10.3.1 300 Multiple Choices
The requested resource corresponds to any one of a set of
representations, each with its own specific location, and agent-driven
negotiation information (section 12) is being provided so that the user
(or user agent) can select a preferred representation and redirect its
request to that location.
Unless it was a HEAD request, the response SHOULD include an entity
containing a list of resource characteristics and location(s) from which
the user or user agent can choose the one most appropriate. The entity
format is specified by the media type given in the Content-Type header
field. Depending upon the format and the capabilities of the user agent,
selection of the most appropriate choice may be performed automatically.

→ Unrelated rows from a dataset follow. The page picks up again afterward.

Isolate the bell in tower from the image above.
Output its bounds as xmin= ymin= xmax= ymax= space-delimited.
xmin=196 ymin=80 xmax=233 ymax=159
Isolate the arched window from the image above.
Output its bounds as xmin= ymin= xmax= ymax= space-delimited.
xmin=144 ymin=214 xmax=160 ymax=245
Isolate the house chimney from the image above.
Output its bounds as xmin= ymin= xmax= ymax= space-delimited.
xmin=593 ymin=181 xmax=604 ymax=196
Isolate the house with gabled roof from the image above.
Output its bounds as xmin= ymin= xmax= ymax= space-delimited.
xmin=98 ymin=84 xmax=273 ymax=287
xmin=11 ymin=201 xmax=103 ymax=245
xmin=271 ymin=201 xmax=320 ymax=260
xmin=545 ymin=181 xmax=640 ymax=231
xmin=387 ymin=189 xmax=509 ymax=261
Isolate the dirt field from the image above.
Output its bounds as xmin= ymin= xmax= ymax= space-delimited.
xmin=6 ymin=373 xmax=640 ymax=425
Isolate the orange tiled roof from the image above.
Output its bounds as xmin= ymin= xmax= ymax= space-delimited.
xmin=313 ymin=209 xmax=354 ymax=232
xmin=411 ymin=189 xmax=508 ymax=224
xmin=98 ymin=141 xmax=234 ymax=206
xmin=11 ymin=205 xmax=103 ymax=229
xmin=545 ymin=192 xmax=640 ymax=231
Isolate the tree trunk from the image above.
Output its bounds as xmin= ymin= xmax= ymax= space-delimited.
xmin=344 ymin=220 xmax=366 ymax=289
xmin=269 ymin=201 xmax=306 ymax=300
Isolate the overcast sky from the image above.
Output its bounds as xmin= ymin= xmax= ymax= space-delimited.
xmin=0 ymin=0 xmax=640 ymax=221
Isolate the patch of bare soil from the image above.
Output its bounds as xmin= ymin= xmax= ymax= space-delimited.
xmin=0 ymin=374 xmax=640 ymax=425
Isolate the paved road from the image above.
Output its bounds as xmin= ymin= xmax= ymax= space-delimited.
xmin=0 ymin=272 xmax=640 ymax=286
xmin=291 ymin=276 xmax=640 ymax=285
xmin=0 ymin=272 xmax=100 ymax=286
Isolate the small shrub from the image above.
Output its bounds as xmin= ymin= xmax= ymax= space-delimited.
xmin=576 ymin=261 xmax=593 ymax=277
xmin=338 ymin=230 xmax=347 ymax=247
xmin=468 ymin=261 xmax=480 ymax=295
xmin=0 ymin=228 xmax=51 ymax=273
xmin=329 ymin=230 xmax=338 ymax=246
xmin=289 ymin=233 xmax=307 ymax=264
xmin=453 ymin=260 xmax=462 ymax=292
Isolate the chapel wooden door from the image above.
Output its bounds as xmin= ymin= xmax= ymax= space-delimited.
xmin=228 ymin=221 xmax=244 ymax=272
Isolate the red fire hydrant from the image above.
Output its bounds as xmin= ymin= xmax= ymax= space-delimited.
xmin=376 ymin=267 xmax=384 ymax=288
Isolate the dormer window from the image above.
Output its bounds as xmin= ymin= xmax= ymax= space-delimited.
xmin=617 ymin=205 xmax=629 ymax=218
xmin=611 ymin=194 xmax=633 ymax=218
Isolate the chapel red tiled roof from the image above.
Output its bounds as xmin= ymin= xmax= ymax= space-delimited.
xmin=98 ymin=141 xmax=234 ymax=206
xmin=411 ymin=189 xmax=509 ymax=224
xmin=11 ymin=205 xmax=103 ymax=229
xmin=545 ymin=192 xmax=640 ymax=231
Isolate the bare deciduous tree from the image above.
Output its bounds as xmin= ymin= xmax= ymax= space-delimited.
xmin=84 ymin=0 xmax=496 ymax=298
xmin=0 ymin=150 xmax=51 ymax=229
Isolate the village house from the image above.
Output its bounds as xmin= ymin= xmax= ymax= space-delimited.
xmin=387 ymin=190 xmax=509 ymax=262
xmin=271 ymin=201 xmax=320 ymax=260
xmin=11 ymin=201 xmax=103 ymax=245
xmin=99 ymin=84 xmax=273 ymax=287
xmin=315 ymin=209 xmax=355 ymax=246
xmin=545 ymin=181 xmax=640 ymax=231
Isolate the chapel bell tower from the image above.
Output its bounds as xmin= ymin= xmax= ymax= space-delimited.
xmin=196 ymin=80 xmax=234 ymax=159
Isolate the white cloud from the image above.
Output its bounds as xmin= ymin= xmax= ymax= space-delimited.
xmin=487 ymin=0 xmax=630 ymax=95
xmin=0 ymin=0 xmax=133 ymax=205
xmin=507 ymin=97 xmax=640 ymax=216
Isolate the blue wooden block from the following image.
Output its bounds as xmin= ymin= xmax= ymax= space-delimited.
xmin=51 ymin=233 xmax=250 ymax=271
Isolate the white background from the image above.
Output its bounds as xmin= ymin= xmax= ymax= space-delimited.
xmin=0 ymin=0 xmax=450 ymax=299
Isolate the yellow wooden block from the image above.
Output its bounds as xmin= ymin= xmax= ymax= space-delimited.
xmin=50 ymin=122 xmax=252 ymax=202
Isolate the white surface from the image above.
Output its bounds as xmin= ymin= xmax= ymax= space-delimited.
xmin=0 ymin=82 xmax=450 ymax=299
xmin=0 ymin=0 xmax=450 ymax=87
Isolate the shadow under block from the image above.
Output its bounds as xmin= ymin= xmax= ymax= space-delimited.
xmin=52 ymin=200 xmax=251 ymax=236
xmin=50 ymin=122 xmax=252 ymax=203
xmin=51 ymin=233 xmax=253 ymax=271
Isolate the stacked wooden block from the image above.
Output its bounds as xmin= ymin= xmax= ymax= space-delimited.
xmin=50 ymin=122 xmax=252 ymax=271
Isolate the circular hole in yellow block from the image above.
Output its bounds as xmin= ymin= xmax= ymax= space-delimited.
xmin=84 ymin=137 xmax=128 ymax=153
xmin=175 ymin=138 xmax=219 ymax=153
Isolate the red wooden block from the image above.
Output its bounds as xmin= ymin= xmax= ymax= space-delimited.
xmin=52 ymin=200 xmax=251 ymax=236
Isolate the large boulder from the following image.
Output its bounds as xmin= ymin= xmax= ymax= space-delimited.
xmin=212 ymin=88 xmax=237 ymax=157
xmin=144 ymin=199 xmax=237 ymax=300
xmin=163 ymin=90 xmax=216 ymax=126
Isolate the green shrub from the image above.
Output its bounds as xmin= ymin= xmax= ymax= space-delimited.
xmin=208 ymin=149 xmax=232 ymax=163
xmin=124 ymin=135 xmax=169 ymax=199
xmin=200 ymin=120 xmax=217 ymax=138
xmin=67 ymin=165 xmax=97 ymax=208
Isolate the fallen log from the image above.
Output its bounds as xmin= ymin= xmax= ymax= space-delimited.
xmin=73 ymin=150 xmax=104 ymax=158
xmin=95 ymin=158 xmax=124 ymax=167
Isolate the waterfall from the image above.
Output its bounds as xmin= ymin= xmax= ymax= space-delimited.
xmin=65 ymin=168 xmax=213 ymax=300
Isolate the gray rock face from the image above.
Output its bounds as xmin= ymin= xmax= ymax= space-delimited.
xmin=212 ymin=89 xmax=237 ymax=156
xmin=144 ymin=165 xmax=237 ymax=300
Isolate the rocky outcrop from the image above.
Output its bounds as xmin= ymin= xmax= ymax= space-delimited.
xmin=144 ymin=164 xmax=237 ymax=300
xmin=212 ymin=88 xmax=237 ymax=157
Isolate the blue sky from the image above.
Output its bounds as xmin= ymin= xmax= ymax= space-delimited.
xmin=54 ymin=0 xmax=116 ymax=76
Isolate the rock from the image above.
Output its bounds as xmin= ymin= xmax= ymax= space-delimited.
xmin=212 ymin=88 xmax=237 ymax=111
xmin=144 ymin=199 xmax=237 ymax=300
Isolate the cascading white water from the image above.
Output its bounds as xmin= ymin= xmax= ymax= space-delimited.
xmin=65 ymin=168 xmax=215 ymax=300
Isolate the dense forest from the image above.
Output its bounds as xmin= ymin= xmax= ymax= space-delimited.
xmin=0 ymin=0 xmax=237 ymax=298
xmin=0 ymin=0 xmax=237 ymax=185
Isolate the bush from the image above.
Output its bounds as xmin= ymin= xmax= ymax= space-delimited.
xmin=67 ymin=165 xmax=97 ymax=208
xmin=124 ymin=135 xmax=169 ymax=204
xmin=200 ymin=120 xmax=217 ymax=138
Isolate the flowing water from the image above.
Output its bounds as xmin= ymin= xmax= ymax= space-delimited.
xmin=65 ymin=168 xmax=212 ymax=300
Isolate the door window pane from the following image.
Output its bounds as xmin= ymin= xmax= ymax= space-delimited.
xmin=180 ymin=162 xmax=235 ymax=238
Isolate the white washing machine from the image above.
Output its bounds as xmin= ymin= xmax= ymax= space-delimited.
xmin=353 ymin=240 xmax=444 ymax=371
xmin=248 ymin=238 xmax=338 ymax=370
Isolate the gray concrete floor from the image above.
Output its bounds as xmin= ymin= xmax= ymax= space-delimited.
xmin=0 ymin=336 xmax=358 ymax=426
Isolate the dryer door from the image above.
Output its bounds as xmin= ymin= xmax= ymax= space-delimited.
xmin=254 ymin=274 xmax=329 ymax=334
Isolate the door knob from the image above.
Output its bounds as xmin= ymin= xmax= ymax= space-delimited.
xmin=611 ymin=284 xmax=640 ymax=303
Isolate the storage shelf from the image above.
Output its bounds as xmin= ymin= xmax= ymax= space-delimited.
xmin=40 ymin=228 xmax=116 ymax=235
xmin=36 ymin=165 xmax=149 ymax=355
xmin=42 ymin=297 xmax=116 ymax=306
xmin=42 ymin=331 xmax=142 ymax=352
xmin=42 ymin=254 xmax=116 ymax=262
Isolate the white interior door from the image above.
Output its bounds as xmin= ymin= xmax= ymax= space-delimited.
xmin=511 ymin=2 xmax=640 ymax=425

However, this specification does not define any standard for such
automatic selection.
If the server has a preferred choice of representation, it SHOULD
include the specific URL for that representation in the Location field;
user agents MAY use the Location field value for automatic redirection.
This response is cachable unless indicated otherwise.
10.3.2 301 Moved Permanently
The requested resource has been assigned a new permanent URI and any
future references to this resource SHOULD be done using one of the
returned URIs. Clients with link editing capabilities SHOULD
automatically re-link references to the Request-URI to one or more of
the new references returned by the server, where possible. This response
is cachable unless indicated otherwise.
If the new URI is a location, its URL SHOULD be given by the Location
field in the response. Unless the request method was HEAD, the entity of
the response SHOULD contain a short hypertext note with a hyperlink to
the new URI(s).
Fielding, et al [Page 54]
INTERNET-DRAFT HTTP/1.1 Monday, August 12, 1996
If the 301 status code is received in response to a request other than
GET or HEAD, the user agent MUST NOT automatically redirect the request
unless it can be confirmed by the user, since this might change the
conditions under which the request was issued.
Note: When automatically redirecting a POST request after receiving
a 301 status code, some existing HTTP/1.0 user agents will
erroneously change it into a GET request.
10.3.3 302 Moved Temporarily
The requested resource resides temporarily under a different URI. Since
the redirection may be altered on occasion, the client SHOULD continue
to use the Request-URI for future requests. This response is only
cachable if indicated by a Cache-Control or Expires header field.
If the new URI is a location, its URL SHOULD be given by the Location
field in the response. Unless the request method was HEAD, the entity of
the response SHOULD contain a short hypertext note with a hyperlink to
the new URI(s).
If the 302 status code is received in response to a request other than
GET or HEAD, the user agent MUST NOT automatically redirect the request
unless it can be confirmed by the user, since this might change the
conditions under which the request was issued.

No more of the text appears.